Lo que Enzensberger inventó fue una máquina capaz de crear
poemas en cantidades industriales sin repetirse nunca. Un sueño que comenzó a
alimentar en los años 70 y que vio la luz gracias –signo de los tiempos– a un
programa informático. El sueño del poeta costó 200 mil marcos de entonces, unos
100 mil dólares de ahora.
El invento se llamaba, algo previsiblemente, Poesie-Automat,
tenía la apariencia de esos paneles de arribos y partidas que hay en cualquier
aeropuerto y funcionaba sencillamente oprimiendo una tecla. El poema resultante
siempre tenía seis versos. La Poesie-Automat producía un poema cada treinta
segundos, y como esa capacidad de producción era inagotable, se calculaba que
en poco tiempo habría fabricado un número de poemas superior a toda la
producción hasta entonces creada por la humanidad. (De hecho, la máquina existe
aún y sigue funcionando en el Museo Literario de la ciudad de Marbach.)

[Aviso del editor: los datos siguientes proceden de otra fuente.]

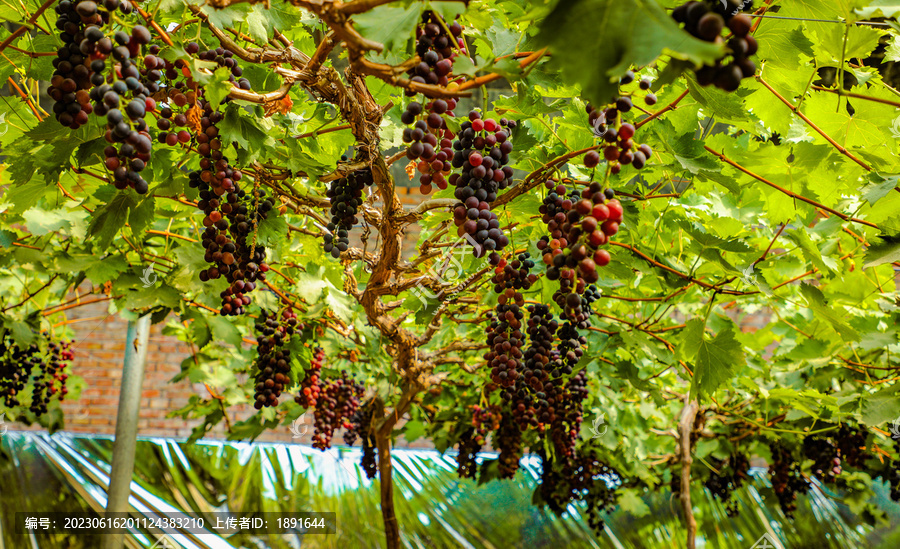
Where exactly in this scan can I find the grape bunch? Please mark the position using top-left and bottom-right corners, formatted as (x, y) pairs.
(456, 429), (481, 479)
(451, 197), (508, 259)
(484, 305), (525, 388)
(583, 102), (652, 175)
(343, 402), (378, 479)
(343, 400), (370, 446)
(251, 309), (297, 409)
(296, 346), (325, 408)
(496, 411), (523, 478)
(484, 254), (537, 388)
(361, 430), (378, 479)
(672, 2), (757, 91)
(312, 372), (365, 450)
(452, 115), (515, 200)
(0, 333), (73, 416)
(549, 368), (588, 459)
(155, 44), (250, 147)
(705, 453), (750, 516)
(50, 1), (96, 130)
(768, 443), (810, 517)
(80, 24), (158, 194)
(802, 435), (842, 483)
(506, 304), (559, 430)
(30, 339), (73, 415)
(406, 10), (465, 95)
(190, 163), (275, 315)
(835, 424), (867, 468)
(457, 404), (502, 478)
(556, 320), (587, 367)
(324, 167), (375, 259)
(0, 340), (38, 409)
(194, 44), (252, 90)
(401, 106), (455, 194)
(539, 449), (622, 532)
(50, 0), (138, 131)
(450, 113), (516, 201)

Como casi toda la obra de Enzensberger, el invento era lo
suficientemente inquietante como para abrir ciertos interrogantes. Algunos de
ellos se pudieron oír en la conferencia de prensa donde presentó su invento.
Por ejemplo: ¿quién sería el autor: el inventor o el que hacía uso del
programa? ¿O la máquina? ¿La entrada en actividad de esta máquina señalaría el
fin de una de las actividades más viejas y prolíficas del arte? Enzensberger no
se atrevió entonces a responder ninguna de estas preguntas. Lo que sí dijo fue
que todo lo que pretendía era que su
invento oficiara de patrón: “Quien no es capaz de escribir una poesía mejor que
una máquina tiene que dedicarse a otra cosa”, dijo. De todas formas, el
resultado no salió como estaba previsto.
Enzensberger esperaba que su máquina fuera capaz de producir
poesías anónimas, pero con sorpresa pudo constatar que todos los versos tenían
algo de enzensbergeriano. Evidentemente, algo de la personalidad de quien
elabora el programa se transfiere al software. ¿Eso quiere decir que la
computadora había asimilado su estilo? No necesariamente, porque la computadora
nunca resultó ser tan buena como él.